As a long time baseball fan, I am very pleased with this year’s inductees. Ken Griffey Jr. and Mike Piazza. Two great players that could have not been more different, not only in their careers, but also in the roads that lead them to the Hall of Fame.

When you consider the thinning out process on the path to the major leagues, it really is remarkable. Every city has a little league program and there are many teams for the 6-7 & 8-year-old kids, along the way many of those kids get bored and stop playing and by the time young boys are eighth graders there are only a hand full of teams because so many have dropped out, or in this day and age, moved on to lacrosse. The survivors then move on to high school where the cream starts to rise to the top, of all of the little leaguers that enter the 9th grade only 15-20 players make the freshman team.

By the time a player becomes a senior, there is probably only 8-10 players left playing. This is every high school in every town in the country. The survivors then move on to college where the thinning continues, unless you are one of the very elite players and sign a professional contract right out of High School.

If you are fortunate enough to get signed by one of the 32 professional organizations, you start playing for one of the team’s 6 – 8 minor league affiliates with other survivors, only this time you are with survivors from all over the world. The best move up, surviving the thinning out, surviving injuries, and travel and being away from home and coaches that you don’t get along with and if you survive all of that, you make one of the 32 teams.
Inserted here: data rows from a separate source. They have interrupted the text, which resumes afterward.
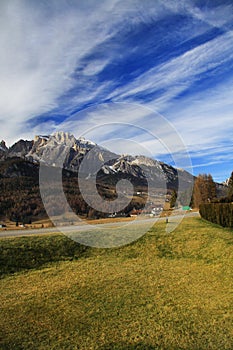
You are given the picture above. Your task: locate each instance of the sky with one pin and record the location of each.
(153, 75)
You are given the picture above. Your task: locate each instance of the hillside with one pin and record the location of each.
(162, 292)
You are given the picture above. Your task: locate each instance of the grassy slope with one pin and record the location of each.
(166, 291)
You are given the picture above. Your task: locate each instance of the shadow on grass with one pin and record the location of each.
(125, 346)
(25, 253)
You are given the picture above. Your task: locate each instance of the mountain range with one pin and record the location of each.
(82, 160)
(63, 149)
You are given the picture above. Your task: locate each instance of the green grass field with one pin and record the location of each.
(165, 291)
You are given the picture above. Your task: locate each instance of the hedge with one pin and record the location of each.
(218, 213)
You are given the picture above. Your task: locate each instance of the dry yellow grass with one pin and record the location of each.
(166, 291)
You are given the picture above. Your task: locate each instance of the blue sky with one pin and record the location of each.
(78, 65)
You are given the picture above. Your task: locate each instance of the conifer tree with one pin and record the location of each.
(230, 186)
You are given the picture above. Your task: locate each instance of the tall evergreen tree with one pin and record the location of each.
(204, 189)
(230, 186)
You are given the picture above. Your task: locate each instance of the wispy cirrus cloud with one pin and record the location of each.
(176, 58)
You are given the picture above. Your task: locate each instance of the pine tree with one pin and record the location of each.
(230, 186)
(173, 199)
(204, 189)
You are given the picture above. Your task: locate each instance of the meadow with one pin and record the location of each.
(164, 291)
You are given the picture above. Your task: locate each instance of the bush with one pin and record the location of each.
(218, 213)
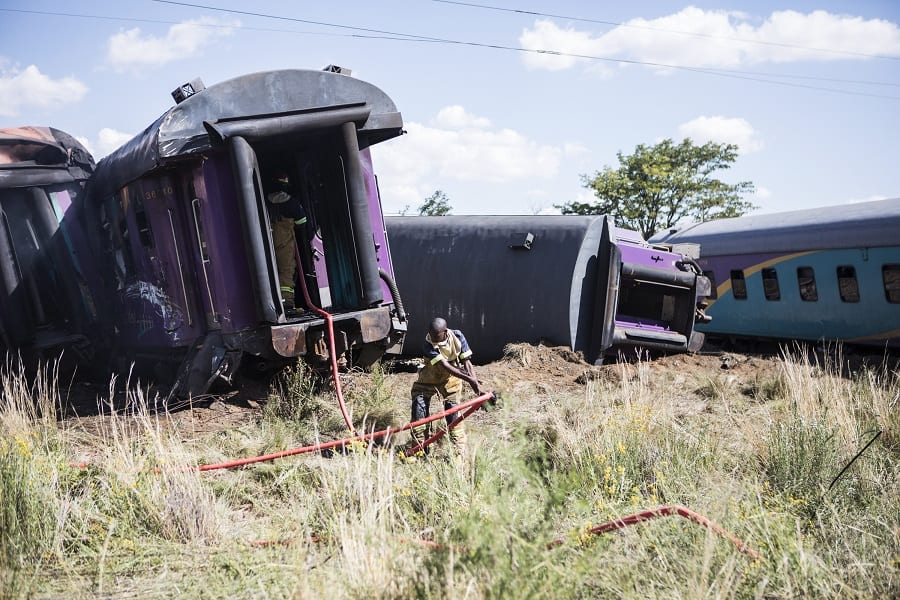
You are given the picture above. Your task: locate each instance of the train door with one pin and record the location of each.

You have been the best of the best in little league and high school and college and through the minor leagues and you finally arrive, you make the show, you’ve got it made, or do you? No, now you have to become a regular and earn a position and keep that position year after year while other survivors try to take it away from you. If can do that and do it well and do it long enough, then maybe, you will survive once more and become a member of the Hall of Fame.

Ken Griffey Jr. is a baseball legacy, his dad a professional player and he grew up in and around professional baseball, he was a number one draft choice and starter for the Mariners while still a teenager. He was smoother and graceful, he hit with power and made unbelievable plays in the outfield.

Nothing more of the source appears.